One of the most frequent but least recognized signs that fear is holding me back is that I’m very busy but not getting to what really needs to be done. I somehow skirt around it, looking at or fixing stuff around the periphery of what I really want to make progress on. But it looks like I’m heading in the right direction. But looks can be deceiving, and in my case, they often were.
I didn’t always call it fear. Sometimes I was willing to acknowledge I was uncomfortable or uneasy or maybe a little insecure, but I rarely used the word fear. Procrastination, on the other hand, is something I could admit was a way of avoiding a person or event, although I didn’t always know why. I was more likely to grudgingly admit a rather obvious connection between my behavior and my avoidance of doing it. Hitting the snooze button on my alarm clock is a good example of how I repeatedly attempted to delay getting up and facing a difficult task or situation.
But when we’re busy doing things, it seems like we are going after what we want, it’s just taking longer, and there are things that seem very important to do first. Not that long ago, I would have spent loads of time tweaking my website instead of contacting someone whose opinion I thought would make or break an idea of mine.
Fear keeps us from focusing on what needs to be done in the moment. It’s like wearing the wrong prescription eyeglasses. We sort of know where we should be looking but it’s blurry and indistinct. And we don’t stop to think it might we what we’re looking through, our lens, that’s the problem.
Fear keeps us looking backwards into the past for a justification of avoiding doing things that we think are uncomfortable. It’s the way our wisdom naturally provided as an innocent way of keeping us from harm. It had its purpose in the past but now, if we want to move ahead in our lives, we can let go of.

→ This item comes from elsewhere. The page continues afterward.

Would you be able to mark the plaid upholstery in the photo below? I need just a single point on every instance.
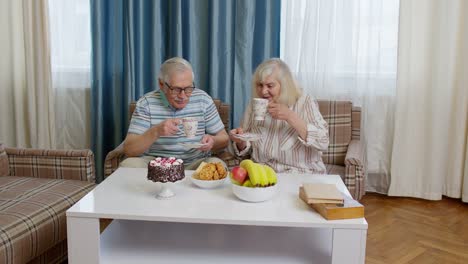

Fear (to whatever degree we recognize it) keeps us busy avoiding what we fear and allowing us to focus on managing bits of the bigger picture that we already know make us feel comfortable.
When I began to look at what my busyness consisted of, I discovered a lot of activity ‘full of sound and fury signifying nothing’, as Shakespeare would say. That sound and fury was mostly in my head, as I recycled a ton of thinking about what might go wrong, which in turn triggered a lot of scary feelings. And logic couldn’t undo it.
What changed? I came to realize that beneath all that noise in my head there was a natural, ever present clarity and resilience that I’d been too distracted to notice. We’re actually all built this way, every one of us. Once I gave myself a chance to settle down, that clarity and resilience enabled me to see what needed to be done and what steps needed to be taken, one step at a time. This is available for you, too, at any time, anywhere.